Below is some code exemplifying evaluating a model on a question answering benchmark CommonsenseQA which we have already used in the homework, via scoring answers under the model. This now provides an automatic implementation of the last task of HW1 / task 2 in HW2. For retrieving conditional log probabilities of different options, given a context, we will be using the package [`minicons`](https://github.com/kanishkamisra/minicons).

Note that here we are interested in scoring the different response options, given the questions, under the model, rather prompting the model with a list of possible options and letting it generate the option label. Therefore, the wrangling of the dataset is slightly different than in the homework.

> <strong><span style=&ldquo;color:#D83D2B;&rdquo;>Exercise 7.1.2: Calculating accuracy</span></strong>
>
> 1. Please complete the code below.
> 2. Compare the results to your results from the homework. Which are better? Do you think the log probability based evaluation is better than the strategy we used in the homework? Why (not)?
> 3. What is the expected chance accuracy on this dataset? Why is it important to consider chance accuracy when interpreting the results of a system?
> 4. The lecture mentioned effects of various bias corrections that can be applied to the raw scores.

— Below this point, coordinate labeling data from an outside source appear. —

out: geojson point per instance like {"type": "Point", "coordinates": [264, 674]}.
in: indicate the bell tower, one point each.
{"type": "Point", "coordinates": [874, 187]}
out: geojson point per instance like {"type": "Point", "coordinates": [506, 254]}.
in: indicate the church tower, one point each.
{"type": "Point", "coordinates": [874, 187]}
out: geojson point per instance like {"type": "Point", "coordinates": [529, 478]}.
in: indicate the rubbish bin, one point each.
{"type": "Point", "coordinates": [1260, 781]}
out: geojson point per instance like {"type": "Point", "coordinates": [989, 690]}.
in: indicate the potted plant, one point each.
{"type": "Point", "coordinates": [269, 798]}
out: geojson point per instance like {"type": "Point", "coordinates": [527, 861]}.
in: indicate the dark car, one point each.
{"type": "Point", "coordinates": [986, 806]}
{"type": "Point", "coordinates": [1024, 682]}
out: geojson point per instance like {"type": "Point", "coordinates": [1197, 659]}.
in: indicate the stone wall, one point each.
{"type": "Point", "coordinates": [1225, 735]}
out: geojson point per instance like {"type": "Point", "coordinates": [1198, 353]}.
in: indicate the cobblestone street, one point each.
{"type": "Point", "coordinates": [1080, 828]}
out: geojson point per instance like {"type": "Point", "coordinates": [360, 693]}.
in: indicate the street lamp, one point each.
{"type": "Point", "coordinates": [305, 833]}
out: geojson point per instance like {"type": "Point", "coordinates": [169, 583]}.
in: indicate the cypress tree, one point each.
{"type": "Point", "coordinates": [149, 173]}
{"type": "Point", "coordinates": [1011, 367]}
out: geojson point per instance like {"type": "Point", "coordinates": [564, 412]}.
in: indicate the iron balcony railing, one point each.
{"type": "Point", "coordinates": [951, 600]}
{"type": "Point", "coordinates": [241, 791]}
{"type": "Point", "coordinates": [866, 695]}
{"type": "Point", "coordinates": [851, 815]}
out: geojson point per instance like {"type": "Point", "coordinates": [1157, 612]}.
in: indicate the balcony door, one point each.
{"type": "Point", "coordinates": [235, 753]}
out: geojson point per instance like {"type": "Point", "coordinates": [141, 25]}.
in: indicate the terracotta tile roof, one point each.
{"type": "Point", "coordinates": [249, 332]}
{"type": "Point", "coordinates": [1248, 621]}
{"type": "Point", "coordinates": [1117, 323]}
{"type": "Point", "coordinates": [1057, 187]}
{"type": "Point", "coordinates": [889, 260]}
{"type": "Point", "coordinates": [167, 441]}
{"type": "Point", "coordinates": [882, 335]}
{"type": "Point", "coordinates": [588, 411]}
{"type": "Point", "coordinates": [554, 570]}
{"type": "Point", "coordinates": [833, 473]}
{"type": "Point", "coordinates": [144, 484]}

In the code below, by default, a length correction is applied (i.e., average log probabilities are used). use the docs / examples of the minicons package [here](https://github.com/kanishkamisra/minicons/blob/master/examples/surprisals.md) to retrieve "raw" log probabilities of the completions (i.e., sums over the token probabilities) and use those to calculate the accuracy. Do the results change?

In [15]:
# load dataset 
dataset = load_dataset("tau/commonsense_qa")



In [21]:
def massage_input_text(example):
    """
    Helper for converting labels, answer options
    into a single string.

    Arguments
    ---------
    example: dict
        Sample input from the dataset which contains the 
        question, answer labels (e.g. A, B, C, D),
        the answer options for the question, and which 
        of the answers is correct.
    
    Returns
    -------
    answer_options: list[str]
        Formatted list of answer options (e.g., 'A. <option 1> B. <option 2>' etc)
        and the ground truth answer.
    """
    # combine each label with its corresponding text
    answer_options_list = list(zip(
        example["choices"]["label"],
        example["choices"]["text"]
    ))
    # join each label and text with . and space
    answer_options = [f"{label}. {text}" for label, text in answer_options_list]

    return answer_options

# process input texts of validation dataset
massaged_dataset_val = dataset["validation"].map(
    lambda example: {
        "text": example["question"],
        "answers": massage_input_text(example),
        # get the index of the correct answer
        "label": example["choices"]["label"].index(example["answerKey"])
    }
)

In [23]:
massaged_dataset_val[0]

{'id': '1afa02df02c908a558b4036e80242fac',
 'question': 'A revolving door is convenient for two direction travel, but it also serves as a security measure at a what?',
 'question_concept': 'revolving door',
 'choices': {'label': ['A', 'B', 'C', 'D', 'E'],
  'text': ['bank', 'library', 'department store', 'mall', 'new york']},
 'answerKey': 'A',
 'text': 'A revolving door is convenient for two direction travel, but it also serves as a security measure at a what?',
 'answers': ['A. bank',
  'B. library',
  'C. department store',
  'D. mall',
  'E. new york'],
 'label': 0}

In [None]:
# iterate over part of the validation set an compute accuracy 
# (the test set doesn't have ground truth labels)

# set up a scorer 
from minicons import scorer 

lm_scorer = scorer.IncrementalLMScorer(
    'gpt2',
    device=device,
)
# initialize list for storing the correctness of the model predictions
correctness = []

for i in range(100):
    # get the ith example from the validation set
    example = massaged_dataset_val[i]
    # get the text of the question
    question = example['text']
    # get the list of answer options
    answer_options = example['answers']
    # get the ground truth label
    label = example['label']
    
    # pass a list of contexts and a list of continuations to be scored
    answer_scores = lm_scorer.conditional_score(
        # format the question into a list of same length as the number of answer options
        [question] * len(answer_options), 
        answer_options,
    ) 
    # get the predicted answer (Hint: check above how we determine what the model predicts is the correct answer)
    predicted_label = ### YOUR CODE HERE ###
    # check if the prediction is correct
    is_correct = predicted_label == label
    correctness.append(is_correct)

# compute the accuracy
print("Accuracy: ", np.mean(correctness))

**F1-score**:

This is a score that is commonly used on *binary* tasks (i.e., tasks with only two possible answer options) instead of accuracy. It is calculated from the *precision* and *recall* of the test results.  The precision is the number of true positive results divided by the number of all samples predicted to be positive, including those not identified correctly. The recall is the number of true positive results divided by the number of all samples that should have been identified as positive. Here, positive and negative results refer to predictions in each of the two answer categories, respectively. 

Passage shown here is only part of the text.